Need some recipe inspo for dinners this week? Look no further than the latest viral food trend on TikTok: boy kibble.
The gym bro’s answer to girl dinner, which gained traction online in 2023 as an artfully arranged snack plate, boy kibble is consumed mainly by men trying to hit their protein goals while keeping calories low.
“It’s 8PM and I’m rawdogging some 93/7 ground beef,” one enthusiast posted on TikTok. “We’re not the same.”
In an era of strange diets (see meatfluencers scarfing down whole sticks of butter and wellness warriors championing E. coli–riddled raw milk) a meal that consists largely of rice, minced meat, and perhaps a handful of vegetables isn’t particularly shocking.
Minor details like flavor matter less than how quickly and efficiently macros can be consumed. Here, food is simply fuel.

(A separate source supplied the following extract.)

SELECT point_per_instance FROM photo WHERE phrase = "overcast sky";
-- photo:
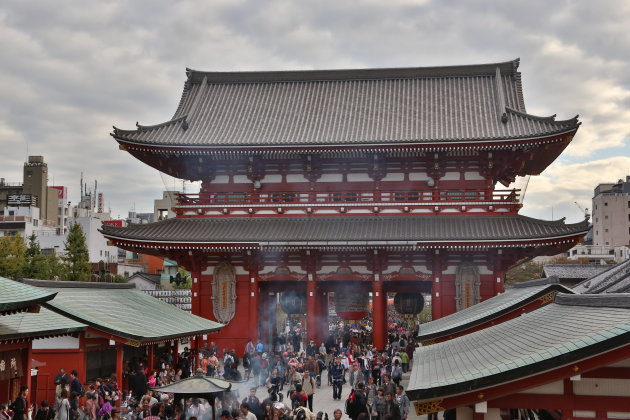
(72, 69)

A profile of the typical boy kibble consumer has emerged. Social media suggests these men are often corporate workers, the kind who also order a slop bowl for lunch from Cava or Sweetgreen.
That said, some are pushing back on the stereotype. “Making boy kibble in a girl-dinner-trying-to-add-protein-to-my-meal way, not a scary-villainous-bro way,” one creator posted.

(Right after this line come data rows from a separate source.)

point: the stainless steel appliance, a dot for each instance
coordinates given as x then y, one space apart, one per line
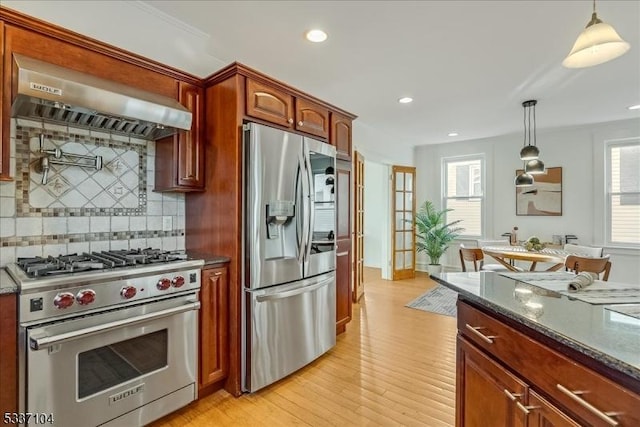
108 338
61 95
289 253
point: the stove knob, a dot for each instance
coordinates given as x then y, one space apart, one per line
164 284
128 292
64 300
177 281
86 296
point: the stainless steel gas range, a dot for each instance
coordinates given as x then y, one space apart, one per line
108 338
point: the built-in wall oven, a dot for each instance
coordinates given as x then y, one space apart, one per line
114 347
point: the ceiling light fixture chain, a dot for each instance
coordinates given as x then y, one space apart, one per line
530 152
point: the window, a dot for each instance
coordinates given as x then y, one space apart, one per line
623 193
463 192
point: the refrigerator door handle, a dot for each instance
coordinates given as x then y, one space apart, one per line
287 294
300 223
310 200
305 246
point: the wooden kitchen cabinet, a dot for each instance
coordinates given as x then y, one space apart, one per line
340 135
233 96
558 390
312 118
214 324
8 354
180 157
344 255
282 108
491 388
270 104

The viral food trend has also been referred to as “human kibble” online, with women spotted eating it too. Substitute the ground beef for tofu and I feel horribly seen. Still, scrolling social media, it appears to skew male.
The act of cooking and consuming boy kibble is now known as “ground beef o’clock.” One viral video shows two men in stacked apartment windows, both simultaneously pan-frying what we can only assume is ground beef. “Boyhood,” the caption reads.
“Running home for ground beef o’clock” reads another video’s caption. In the clip, a man maintains a vice grip on his pack of beef while striding purposefully back to his apartment.
Still, many people can relate to the feeling that coming up with a meal that sits within the Venn diagram of healthy, easy, and delicious every night for the rest of our lives can feel overwhelming. It may be part of why a recent viral New York Times article about Americans’ DoorDash habits struck a nerve.
“Genuinely unnerved by the DoorDash discourse,” one X user wrote. “I am God’s worst and most unwilling cook and yet when I say ‘I don’t cook’ I mean I put $11 worth of pre-marinated meat in the air fryer and serve it with $2 worth of rice.”
In that context, boy kibble isn’t a sign of grindset optimization maxxing. Instead, it’s a simple, nutritious, and affordable way for burned-out workers to take one responsibility off their plates.